We all know that science is becoming a bigger and bigger part of the criminal law realm. But, what about other areas of law? You may be thinking why would science be relevant in other areas of law, besides, perhaps medical malpractice.
We’ve all felt it, that irresistible urge to point the finger. But new technologies are complicating age-old moral conundrums about accountability.
After listening to the podcast “BLAME,” I began thinking that the justice system is set up to determine whether someone is guilty of (or to blame for) something. Judges and jurors “judge” whether someone is innocent or guilty or is to blame or not to blame for a certain act.
Obviously, in a courtroom setting, given the time constraints that exist as well as the expenses that go long with litigation, it’s difficult if not impossible to use science to determine whether an individual’s action was pre-disposed or caused by a hidden medical condition.
It is easy to tell if someone is blind, and if they don’t see someone on the floor bleeding and ignored that individual then it was not their fault.

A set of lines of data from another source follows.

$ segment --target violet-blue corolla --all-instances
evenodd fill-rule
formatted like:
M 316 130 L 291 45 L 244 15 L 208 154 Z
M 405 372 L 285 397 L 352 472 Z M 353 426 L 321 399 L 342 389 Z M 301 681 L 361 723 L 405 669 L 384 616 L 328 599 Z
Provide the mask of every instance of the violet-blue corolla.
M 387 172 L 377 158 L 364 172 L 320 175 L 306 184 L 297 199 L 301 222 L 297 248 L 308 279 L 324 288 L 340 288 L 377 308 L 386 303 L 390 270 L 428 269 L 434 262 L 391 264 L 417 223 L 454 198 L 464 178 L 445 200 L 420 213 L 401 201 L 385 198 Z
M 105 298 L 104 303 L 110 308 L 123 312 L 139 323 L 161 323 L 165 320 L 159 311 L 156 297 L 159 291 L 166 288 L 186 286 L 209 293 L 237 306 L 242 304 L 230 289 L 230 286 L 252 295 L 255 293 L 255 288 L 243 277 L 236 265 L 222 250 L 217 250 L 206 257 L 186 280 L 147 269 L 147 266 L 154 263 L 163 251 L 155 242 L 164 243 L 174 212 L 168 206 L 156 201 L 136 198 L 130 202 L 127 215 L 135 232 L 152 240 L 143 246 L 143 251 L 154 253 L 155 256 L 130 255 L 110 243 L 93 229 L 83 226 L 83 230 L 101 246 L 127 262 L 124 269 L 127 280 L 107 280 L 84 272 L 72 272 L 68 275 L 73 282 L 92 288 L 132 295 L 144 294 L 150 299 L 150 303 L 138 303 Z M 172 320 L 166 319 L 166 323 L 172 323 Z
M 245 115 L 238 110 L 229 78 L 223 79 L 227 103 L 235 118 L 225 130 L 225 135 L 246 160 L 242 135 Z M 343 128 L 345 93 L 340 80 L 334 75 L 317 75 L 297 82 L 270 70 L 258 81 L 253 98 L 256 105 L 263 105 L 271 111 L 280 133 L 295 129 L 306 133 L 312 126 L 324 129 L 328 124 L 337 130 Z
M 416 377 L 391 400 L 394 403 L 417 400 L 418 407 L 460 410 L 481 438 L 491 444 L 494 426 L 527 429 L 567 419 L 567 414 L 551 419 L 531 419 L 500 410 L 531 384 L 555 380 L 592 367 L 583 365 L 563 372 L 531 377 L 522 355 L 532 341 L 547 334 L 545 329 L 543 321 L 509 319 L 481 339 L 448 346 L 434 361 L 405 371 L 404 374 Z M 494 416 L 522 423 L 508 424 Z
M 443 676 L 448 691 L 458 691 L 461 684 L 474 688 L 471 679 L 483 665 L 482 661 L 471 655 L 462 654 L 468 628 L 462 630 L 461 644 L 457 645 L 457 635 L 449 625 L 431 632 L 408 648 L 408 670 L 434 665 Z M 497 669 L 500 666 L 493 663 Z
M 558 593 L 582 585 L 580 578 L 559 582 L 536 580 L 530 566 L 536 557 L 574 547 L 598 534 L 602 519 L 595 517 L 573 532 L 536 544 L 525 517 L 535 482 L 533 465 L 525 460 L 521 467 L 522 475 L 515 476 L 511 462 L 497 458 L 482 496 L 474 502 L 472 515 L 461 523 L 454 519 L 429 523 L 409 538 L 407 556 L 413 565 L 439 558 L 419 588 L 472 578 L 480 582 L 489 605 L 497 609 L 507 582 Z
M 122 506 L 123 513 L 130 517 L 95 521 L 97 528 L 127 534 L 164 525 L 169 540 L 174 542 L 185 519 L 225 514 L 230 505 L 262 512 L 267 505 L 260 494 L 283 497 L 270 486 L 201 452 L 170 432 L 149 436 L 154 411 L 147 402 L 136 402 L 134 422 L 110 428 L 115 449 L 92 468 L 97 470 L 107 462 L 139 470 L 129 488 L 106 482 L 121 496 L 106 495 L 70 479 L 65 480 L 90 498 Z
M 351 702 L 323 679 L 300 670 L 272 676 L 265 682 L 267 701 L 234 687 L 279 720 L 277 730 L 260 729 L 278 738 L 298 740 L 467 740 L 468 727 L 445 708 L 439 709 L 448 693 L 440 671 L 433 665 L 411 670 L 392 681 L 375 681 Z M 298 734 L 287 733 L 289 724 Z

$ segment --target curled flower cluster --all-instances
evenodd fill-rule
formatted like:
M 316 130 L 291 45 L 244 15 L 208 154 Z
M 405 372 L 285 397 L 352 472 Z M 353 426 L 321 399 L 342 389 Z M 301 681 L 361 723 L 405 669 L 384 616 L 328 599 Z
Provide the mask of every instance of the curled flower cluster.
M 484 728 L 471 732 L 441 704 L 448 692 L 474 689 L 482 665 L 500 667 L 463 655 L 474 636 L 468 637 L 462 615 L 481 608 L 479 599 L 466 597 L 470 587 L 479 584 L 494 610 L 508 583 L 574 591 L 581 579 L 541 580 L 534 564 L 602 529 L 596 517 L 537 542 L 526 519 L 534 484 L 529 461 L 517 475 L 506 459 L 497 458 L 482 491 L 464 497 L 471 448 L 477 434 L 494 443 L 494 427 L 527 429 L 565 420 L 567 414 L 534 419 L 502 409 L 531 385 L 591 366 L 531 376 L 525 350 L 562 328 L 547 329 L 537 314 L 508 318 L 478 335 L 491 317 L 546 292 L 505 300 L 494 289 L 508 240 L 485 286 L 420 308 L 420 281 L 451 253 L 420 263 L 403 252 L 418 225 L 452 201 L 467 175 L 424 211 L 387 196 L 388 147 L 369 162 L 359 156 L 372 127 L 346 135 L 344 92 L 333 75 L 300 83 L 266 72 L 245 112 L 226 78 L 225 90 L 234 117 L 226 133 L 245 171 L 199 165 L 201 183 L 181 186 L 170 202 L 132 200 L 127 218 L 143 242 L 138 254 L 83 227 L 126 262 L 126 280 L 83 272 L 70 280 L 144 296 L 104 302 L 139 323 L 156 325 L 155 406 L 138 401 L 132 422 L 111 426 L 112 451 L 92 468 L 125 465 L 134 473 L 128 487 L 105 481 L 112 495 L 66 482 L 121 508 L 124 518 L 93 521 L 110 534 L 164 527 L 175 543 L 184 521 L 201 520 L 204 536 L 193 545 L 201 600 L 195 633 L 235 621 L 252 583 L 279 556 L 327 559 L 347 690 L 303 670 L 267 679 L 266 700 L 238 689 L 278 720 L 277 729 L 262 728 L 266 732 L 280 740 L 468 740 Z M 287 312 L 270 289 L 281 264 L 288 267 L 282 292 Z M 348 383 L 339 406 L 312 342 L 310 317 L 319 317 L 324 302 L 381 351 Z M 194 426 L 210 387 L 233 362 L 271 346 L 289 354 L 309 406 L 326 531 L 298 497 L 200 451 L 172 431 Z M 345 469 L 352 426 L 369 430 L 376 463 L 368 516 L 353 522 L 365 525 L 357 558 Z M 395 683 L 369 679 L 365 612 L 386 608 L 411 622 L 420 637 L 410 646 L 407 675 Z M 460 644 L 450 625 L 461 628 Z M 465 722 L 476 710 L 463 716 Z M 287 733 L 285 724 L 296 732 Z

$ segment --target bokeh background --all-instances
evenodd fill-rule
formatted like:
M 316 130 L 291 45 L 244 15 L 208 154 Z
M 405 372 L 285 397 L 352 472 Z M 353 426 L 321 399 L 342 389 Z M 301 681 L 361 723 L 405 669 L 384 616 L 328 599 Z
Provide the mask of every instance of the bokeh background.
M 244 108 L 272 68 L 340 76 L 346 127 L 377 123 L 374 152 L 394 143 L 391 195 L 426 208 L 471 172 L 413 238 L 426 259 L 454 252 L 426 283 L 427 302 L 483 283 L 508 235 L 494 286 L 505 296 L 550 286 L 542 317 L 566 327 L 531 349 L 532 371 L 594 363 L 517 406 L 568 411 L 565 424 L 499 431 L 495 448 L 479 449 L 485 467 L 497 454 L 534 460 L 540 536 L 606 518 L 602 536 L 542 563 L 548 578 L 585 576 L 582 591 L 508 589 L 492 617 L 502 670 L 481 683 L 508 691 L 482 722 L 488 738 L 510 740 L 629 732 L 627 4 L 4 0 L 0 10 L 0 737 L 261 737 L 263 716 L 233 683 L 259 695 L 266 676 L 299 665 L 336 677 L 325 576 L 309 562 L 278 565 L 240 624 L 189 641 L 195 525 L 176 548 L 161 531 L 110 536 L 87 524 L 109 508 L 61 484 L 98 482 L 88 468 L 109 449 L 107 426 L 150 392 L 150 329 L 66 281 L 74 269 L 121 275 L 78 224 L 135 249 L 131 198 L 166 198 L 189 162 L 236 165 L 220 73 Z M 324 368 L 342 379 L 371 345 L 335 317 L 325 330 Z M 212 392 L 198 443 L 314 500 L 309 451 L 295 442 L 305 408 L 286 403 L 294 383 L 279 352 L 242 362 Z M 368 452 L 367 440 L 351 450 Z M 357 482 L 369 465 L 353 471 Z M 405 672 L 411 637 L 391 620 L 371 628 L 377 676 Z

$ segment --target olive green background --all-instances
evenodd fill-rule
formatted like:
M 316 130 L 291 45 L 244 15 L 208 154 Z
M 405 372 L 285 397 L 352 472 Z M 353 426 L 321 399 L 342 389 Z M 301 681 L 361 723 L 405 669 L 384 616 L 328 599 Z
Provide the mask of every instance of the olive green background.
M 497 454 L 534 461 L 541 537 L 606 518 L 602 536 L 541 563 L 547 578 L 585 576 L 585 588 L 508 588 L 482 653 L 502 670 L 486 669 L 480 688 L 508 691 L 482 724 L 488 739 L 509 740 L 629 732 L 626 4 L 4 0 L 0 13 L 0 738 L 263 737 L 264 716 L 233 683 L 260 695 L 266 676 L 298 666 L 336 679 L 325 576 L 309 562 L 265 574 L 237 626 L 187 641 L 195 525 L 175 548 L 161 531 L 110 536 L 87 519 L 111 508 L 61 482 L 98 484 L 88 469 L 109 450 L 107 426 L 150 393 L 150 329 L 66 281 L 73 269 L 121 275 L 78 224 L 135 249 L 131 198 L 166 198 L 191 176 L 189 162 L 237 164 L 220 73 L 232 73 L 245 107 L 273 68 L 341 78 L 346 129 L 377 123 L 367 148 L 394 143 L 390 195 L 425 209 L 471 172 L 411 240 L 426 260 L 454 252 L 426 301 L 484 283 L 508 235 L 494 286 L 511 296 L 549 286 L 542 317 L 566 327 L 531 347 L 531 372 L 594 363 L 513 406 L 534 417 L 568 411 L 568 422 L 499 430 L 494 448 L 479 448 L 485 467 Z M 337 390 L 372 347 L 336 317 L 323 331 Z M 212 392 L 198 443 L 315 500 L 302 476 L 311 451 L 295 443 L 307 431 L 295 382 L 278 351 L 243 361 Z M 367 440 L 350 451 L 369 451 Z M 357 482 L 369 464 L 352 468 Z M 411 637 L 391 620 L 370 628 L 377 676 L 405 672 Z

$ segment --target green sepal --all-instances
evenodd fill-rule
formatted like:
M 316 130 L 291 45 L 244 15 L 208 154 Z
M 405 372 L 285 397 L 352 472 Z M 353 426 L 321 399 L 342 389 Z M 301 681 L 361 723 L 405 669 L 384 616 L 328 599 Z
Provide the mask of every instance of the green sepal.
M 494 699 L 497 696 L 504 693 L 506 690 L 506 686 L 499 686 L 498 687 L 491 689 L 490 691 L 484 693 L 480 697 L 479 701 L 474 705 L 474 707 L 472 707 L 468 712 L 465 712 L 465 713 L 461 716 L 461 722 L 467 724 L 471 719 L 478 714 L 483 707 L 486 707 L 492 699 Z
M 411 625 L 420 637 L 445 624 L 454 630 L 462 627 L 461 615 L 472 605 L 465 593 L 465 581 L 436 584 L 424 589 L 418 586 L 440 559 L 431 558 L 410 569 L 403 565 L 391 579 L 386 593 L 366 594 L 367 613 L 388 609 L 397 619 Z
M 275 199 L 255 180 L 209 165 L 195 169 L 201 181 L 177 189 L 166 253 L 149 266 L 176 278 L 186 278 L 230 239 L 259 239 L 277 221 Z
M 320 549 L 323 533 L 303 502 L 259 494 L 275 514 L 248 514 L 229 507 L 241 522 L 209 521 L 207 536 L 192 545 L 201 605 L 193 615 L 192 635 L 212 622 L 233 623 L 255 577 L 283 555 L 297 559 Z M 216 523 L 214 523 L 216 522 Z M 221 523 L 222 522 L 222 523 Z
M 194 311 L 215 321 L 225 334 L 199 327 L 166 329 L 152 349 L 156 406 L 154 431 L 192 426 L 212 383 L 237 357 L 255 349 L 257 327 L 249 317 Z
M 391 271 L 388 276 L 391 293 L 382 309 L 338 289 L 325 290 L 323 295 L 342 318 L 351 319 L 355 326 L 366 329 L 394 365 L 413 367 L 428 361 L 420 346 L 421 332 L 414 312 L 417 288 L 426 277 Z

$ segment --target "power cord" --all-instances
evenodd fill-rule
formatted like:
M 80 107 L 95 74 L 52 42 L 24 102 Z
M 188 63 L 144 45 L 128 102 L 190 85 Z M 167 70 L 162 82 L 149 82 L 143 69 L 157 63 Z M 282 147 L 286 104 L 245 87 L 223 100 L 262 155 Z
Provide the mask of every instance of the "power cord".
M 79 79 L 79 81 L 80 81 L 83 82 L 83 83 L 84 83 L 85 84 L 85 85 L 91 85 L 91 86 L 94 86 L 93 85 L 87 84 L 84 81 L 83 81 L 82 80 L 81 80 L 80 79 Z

Their medical condition made it impossible for them to see their inaction. Same if a deaf person doesn’t hear a screaming child asking for help and that child is later seriously injured.
But what if there is not an “obvious” medical condition, such as being blind or deaf, and someone were to do the same thing, not because they are rude or have no morals but because something scientific prevented them from being able to recognize that they should help? Do we blame that individual?
I think that more thought, understanding, and compassion need to go into the field of law. This is difficult to do in a setting that is set up to access and give blame. However, as an attorney, you can look within yourself to see those perspectives, to better understand where they are coming from, and to make a decision looking at the bigger picture — not just the specific issue why you are involved in a person’s or persons’ lives. This is where ADR should be used more and more, either in lieu of a contested court action or before filing a contested court action.